In the secondary analysis, the double dose PPI-users had a higher risk of developing severe COVID-19 (OR = 3.36 [1.17–9.66]; P < 0.05) than the full dose PPI-users (OR = 2.15 [1.22–3.76]; P < 0.05) and the half dose PPI-users (OR = 1.64 [1.13–2.37]; P < 0.05). Likewise, recent PPIs-users (OR = 3.13 [1.69–5.79], P < 0.001) and long PPIs-users (OR = 1.79 [1.30–2.46], P < 0.001) had a higher risk of developing severe COVID-19 compared with PPIs-non users (Figure 2 and Appendix S5).

Discussion

In this study based on a large cohort of older people hospitalised for COVID-19, PPIs use was associated with an increased risk of severe COVID-19. To our knowledge, this is the first study specifically investigating this association in patients older than 65.

Since the onset of the pandemic, numerous studies have been conducted to analyse the potential association between PPIs exposure and the risk of COVID-19 occurrence or development of severe COVID-19 [27–31]. Such an association could be explained in several ways. First, PPIs may facilitate secondary infection [23]. Indeed, co-infections are frequent in COVID-19 and can be responsible for severe outcome [32]. Second, PPIs have been identified in some studies as an independant risk factor for severe COVID-19 with increased risk of ICU admission and mechanical ventilation use [24, 33, 34]. In a study investigating the impact of medication on severe COVID-19, Mc Keigue et al. reported that severe COVID-19 was associated with polypharmacy and more precisely with antipsychotic agent and PPI use [35].

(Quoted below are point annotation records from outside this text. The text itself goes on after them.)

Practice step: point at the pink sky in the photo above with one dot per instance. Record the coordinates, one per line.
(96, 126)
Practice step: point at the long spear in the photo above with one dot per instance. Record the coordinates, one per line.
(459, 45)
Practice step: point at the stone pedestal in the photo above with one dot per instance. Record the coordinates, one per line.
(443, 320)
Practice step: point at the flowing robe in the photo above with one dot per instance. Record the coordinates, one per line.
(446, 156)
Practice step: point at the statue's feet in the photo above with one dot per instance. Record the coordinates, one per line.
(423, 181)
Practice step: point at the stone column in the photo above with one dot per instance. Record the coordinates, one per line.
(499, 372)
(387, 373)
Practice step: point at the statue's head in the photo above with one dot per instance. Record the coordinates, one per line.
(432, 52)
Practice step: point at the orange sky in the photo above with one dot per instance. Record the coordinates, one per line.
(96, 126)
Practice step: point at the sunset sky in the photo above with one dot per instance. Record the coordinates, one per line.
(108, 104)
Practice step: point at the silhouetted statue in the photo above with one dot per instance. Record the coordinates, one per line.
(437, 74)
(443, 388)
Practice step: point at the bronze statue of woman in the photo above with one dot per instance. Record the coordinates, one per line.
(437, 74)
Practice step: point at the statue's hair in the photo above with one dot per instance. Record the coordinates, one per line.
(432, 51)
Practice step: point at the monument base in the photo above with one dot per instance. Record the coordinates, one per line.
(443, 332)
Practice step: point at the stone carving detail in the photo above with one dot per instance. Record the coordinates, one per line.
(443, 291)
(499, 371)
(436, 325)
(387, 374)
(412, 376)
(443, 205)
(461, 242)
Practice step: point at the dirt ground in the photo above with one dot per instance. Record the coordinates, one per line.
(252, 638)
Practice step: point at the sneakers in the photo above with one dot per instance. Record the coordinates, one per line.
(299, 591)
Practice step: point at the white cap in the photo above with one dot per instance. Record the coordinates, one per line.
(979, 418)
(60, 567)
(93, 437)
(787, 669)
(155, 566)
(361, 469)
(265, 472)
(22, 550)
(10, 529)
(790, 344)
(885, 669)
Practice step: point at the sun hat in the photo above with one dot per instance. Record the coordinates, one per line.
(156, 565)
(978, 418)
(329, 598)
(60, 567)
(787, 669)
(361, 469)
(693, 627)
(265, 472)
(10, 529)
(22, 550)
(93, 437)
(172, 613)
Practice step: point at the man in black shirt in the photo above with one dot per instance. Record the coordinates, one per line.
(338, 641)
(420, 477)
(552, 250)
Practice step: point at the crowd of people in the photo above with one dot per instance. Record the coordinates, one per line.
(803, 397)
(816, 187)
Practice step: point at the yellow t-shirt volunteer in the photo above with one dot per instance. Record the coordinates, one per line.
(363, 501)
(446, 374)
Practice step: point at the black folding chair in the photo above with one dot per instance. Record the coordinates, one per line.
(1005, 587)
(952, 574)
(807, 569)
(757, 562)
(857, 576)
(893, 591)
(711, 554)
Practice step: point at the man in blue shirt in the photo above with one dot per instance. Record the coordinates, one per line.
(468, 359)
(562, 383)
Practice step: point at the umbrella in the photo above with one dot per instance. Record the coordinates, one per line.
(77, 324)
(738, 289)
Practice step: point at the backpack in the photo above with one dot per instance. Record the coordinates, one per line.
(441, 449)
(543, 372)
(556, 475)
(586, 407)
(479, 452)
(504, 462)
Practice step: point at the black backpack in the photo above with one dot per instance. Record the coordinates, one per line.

In our cohort, the increased risk of severe COVID-19 was PPIs dose-dependent, indicating a dose-effect relationship. Similarly, Almario et al. showed an increased risk with a dose-dependent effect [22]. In a nationwide database study, Israelsen et al. reported similar findings, showing a slight increase in COVID-19 infection among PPIs users compared with individuals who were PPIs-non users. In the dose–response analysis, individuals with current low-dose PPIs use had a lower risk of SARS-CoV-2 infection [36].

Interestingly, in our cohort, recent PPIs-users have an increased risk of severe COVID-19 than long term PPIs-users. An explanation could be that admitted inhospital older patients with severe COVID-19 receiving steroids were systematically treated with PPIs.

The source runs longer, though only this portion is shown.